See, I'll take issue with that cause I generally like your posts and respect your opinions but that statement is everything that's wrong with football today and a product of the microwave, fast food, instant success notion of the new generation. Success isn't a given; it's not a promise - it has to be earned. City are finding it out the hard way - they've come in with more money than any club in history and tried to buy success more blatantly than any club in history; and they're going to fail quite painfully.
The Chavs were the exception to the rule but too many people have taken hold of that exception and claimed it should be our business model; like a dot com approach to football but a shorter life span.

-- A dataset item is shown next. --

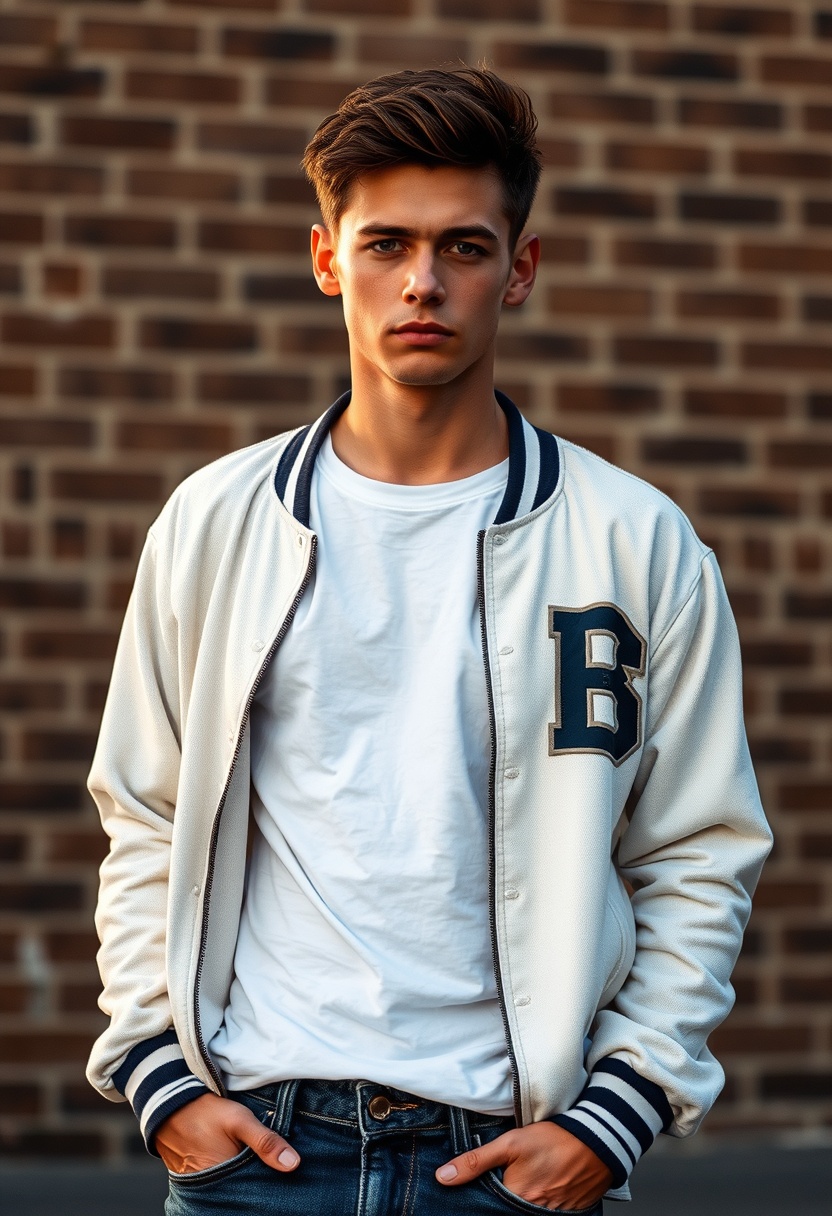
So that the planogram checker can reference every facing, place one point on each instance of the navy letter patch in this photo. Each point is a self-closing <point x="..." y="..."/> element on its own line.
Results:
<point x="597" y="654"/>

While some won't like the idea we need to be modelling on the mancs - or more correctly Shanks and Paisley - not the short lived success of Chelsea. I'm sure that City will win the league sometime soon but we want something that wins it and continues to be winning or there abouts for the next 30 years.
Like it or not we won't get success in the league in a season; the mancs recognized that and stayed with Ferguson while he got the team sorted the way he wanted and had tweaked/revamped his own thoughts and understanding along the way. They've been reaping the success of that approach for some 20+ years. Blackburn, Leeds, Newcastle, the Chavs - they all went the other approach and where are they now? City have done the same and what have they won over the last 3 years?

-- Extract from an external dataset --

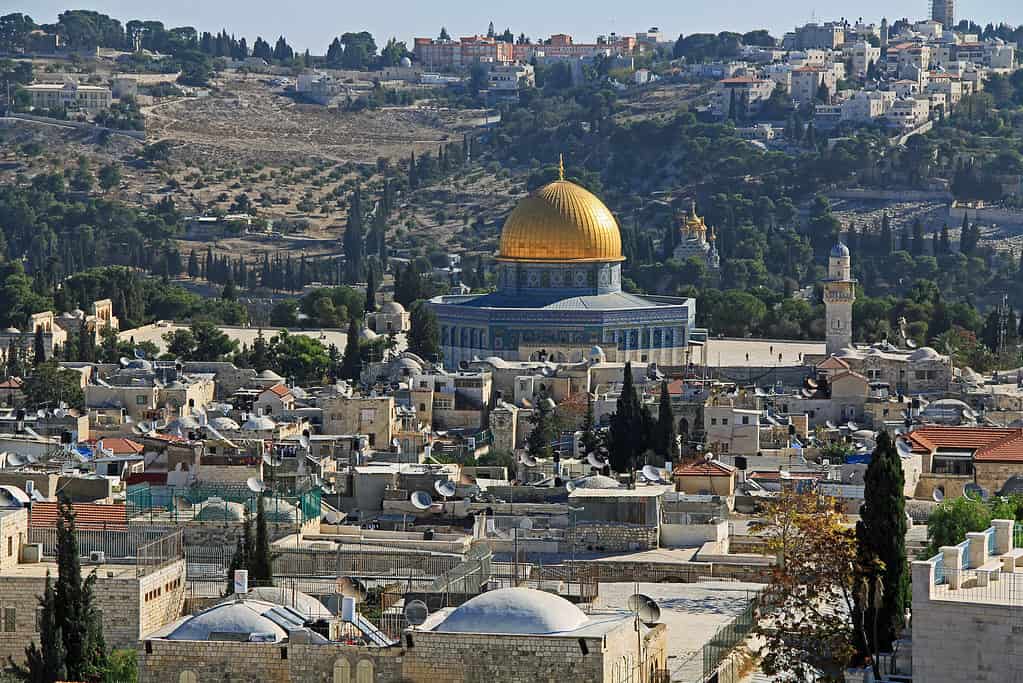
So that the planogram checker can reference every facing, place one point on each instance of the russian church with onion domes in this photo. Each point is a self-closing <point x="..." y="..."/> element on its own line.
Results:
<point x="560" y="294"/>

That doesn't mean that you stick with whoever happens to be in the job. We don't blindly wait for success on the basis that enough time will deliver it like some kind of macro-evolution theory which doesn't work in nature and won't work in football. But it does mean you look at a managers history, realize they've done it before and give them a chance to set up the model they want and tweak/revamp it along the way. The approach promoted here would have seen Shanks, Ferguson or Capello gone within two years and it'll see every other manager we ever hire gone in the same fashion.

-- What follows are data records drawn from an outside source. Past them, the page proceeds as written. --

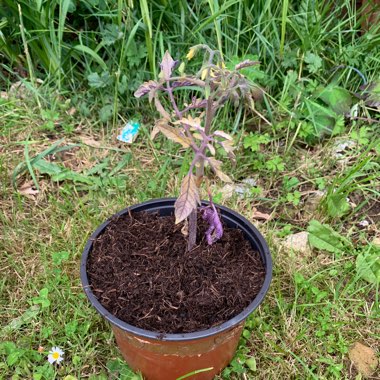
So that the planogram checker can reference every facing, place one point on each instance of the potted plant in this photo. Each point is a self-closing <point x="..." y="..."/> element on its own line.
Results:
<point x="177" y="278"/>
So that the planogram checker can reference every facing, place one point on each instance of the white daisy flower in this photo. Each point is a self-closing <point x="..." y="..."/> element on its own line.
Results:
<point x="55" y="355"/>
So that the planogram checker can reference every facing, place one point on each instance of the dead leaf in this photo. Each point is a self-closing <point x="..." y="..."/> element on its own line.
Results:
<point x="28" y="189"/>
<point x="188" y="199"/>
<point x="364" y="359"/>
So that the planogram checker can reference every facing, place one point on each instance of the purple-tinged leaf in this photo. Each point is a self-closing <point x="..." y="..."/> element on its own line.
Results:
<point x="188" y="199"/>
<point x="223" y="135"/>
<point x="211" y="216"/>
<point x="246" y="63"/>
<point x="145" y="88"/>
<point x="216" y="167"/>
<point x="175" y="134"/>
<point x="167" y="66"/>
<point x="160" y="108"/>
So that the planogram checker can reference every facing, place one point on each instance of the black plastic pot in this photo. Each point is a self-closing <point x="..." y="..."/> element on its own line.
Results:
<point x="169" y="356"/>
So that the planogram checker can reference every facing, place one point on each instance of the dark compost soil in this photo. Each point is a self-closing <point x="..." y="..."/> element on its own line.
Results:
<point x="140" y="271"/>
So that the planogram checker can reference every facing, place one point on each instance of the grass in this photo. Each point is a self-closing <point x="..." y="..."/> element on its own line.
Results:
<point x="317" y="306"/>
<point x="77" y="71"/>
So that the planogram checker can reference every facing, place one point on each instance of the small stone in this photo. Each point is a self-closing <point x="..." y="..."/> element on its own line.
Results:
<point x="298" y="242"/>
<point x="364" y="359"/>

We all knew (I hope) that Kenny was going to have to learn a little on the way; he's been out for too long to just walk back in with success in his pocket. He needs to find his feet and that takes time; needs to evaluate the model and, more importantly, the manner in which he wants to put that in place. He's got things he has to learn but he's also got a footballing foundation second to none and that makes him more than worthy of the patience some on here are demanding.